In vivo subcutaneous implantation experiments revealed no sign of postoperative infection or membrane exposure. No specific changes in mSIS or BG were visible to the eye, and specimens of mSIS and BG seemed intact and easy to peel 4 weeks after implantation. mSIS stayed intact but partly adhered to the surrounding tissue 8 weeks postoperatively, whereas BG was broken with only discontinuous debris remaining. At 12 weeks after implantation, mSIS was incomplete and difficult to separate from surrounding tissue, whereas BG was almost invisible. Figures 2 and 3 show histological staining of mSIS and BG at different times after implantation. At 4 weeks after surgery, microscopic observation revealed structural integrity with a clear margin to the surrounding tissue of mSIS and BG [Figures 2(a) and 3(a)], with a few inflammatory cells infiltrated around the membranes [Figures 2(d) and 3(d)]. At 8 weeks after operation, collagen fibers of mSIS were still intact and were partly integrated with connective tissue [Figure 2(b)], whereas BG was broken and only a few residual fibers could be found under the microscope [Figure 3(b)], in accordance with gross observation. No obvious inflammatory infiltration was observed in mSIS or BG groups at this time [Figures 2(e) and 3(e)]. At 12 weeks after implantation, H&E staining revealed that collagen fibers of mSIS were nearly integrated with surrounding tissue [Figure 2(c)], whereas BG could hardly be found microscopically [Figure 3(c)]. Figure 4 shows the rates of loss of quality for mSIS and BG.

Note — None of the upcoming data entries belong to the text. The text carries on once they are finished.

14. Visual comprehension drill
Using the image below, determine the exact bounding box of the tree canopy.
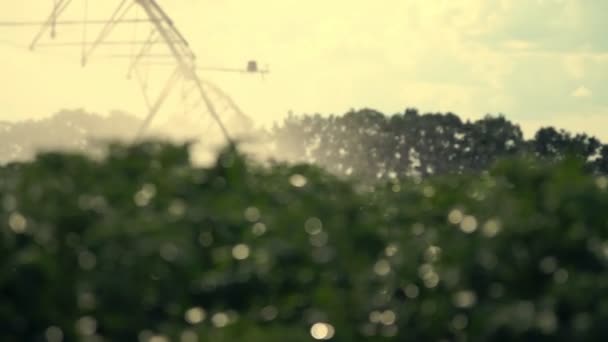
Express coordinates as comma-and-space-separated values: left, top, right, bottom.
0, 141, 608, 342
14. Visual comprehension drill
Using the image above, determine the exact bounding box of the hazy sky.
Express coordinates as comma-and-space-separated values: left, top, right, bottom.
0, 0, 608, 141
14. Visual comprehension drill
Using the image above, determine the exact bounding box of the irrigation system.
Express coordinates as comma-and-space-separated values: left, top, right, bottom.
0, 0, 268, 141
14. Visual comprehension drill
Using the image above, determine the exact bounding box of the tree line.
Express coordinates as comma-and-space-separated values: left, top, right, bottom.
0, 109, 608, 179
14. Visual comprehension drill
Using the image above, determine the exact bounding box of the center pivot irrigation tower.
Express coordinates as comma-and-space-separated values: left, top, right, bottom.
1, 0, 267, 141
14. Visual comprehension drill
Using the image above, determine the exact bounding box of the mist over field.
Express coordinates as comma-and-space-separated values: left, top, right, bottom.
0, 0, 608, 342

(a) H&E of mSIS at 4 weeks after degradation, magnification 100x. M: residual membranes

(b) H&E of mSIS at 8 weeks after degradation, magnification 100x. M: residual membranes

(c) H&E of mSIS at 12 weeks after degradation, magnification 100x. M: residual membranes

(d) H&E of mSIS at 4 weeks after degradation, magnification 200x. M: residual membranes

(e) H&E of mSIS at 8 weeks after degradation, magnification 200x. M: residual membranes

(f) H&E of mSIS at 12 weeks after degradation, magnification 200x. M: residual membranes

(a) H&E of BG at 4 weeks after degradation, magnification 100x. M: residual membranes

(b) H&E of BG at 8 weeks after degradation, magnification 100x. M: residual membranes

(c) H&E of BG at 12 weeks after degradation, magnification 100x. M: residual membranes

(d) H&E of BG at 4 weeks after degradation, magnification 200x. M: residual membranes

(e) H&E of BG at 8 weeks after degradation, magnification 200x. M: residual membranes

(f) H&E of BG at 12 weeks after degradation, magnification 200x. M: residual membranes

3.4. Gross Observation

Figure 5 shows the gross view of specimens at 4 and 12 weeks postoperatively. In general, no sign of postoperative infection or membrane exposure was observed. The BC group still remained with an unhealed cavity at 4 and 12 weeks after surgery, indicating that the defect model we created was a “critical-size defect.” New bone formation was evident in the BO, BS, and BG groups at 4 weeks after surgery, with the defect margin still clearly visible. Twelve weeks after surgery, the defect in the BO group was almost healed, with a rather rough surface and indistinct margin. The defect area was integrated with autogenous bone in the BS and BG groups at 12 weeks postoperatively; the margin was invisible, leaving a flat smooth surface.

3.5. Micro-CT Evaluation

Figure 6 shows three-dimensional images of specimens at 4 and 12 weeks after surgery, which were in accordance with gross observation. At 4 weeks after surgery, the defect area of the BC group was almost empty, whereas new bone formation could clearly be seen in the BO group, as well as the BS and BG groups. Additionally, high-density residual particles were left within the margin of the defect, indicating that the deproteinized bovine bone mineral did not degrade completely at 4 weeks. BS and BG groups at 12 weeks after surgery exhibited the best healing state, with a flatter surface and invisible defect margin. The defect area in the BO group at 12 weeks was basically healed, and the surface was rougher than that of the BS or BG group. Quantification of bone regeneration revealed significant differences in each group (Figure 7). The BV/TV and BMD were significantly higher in BS and BG groups than in BC and BO groups at 4 and 12 weeks after surgery (P < 0.05).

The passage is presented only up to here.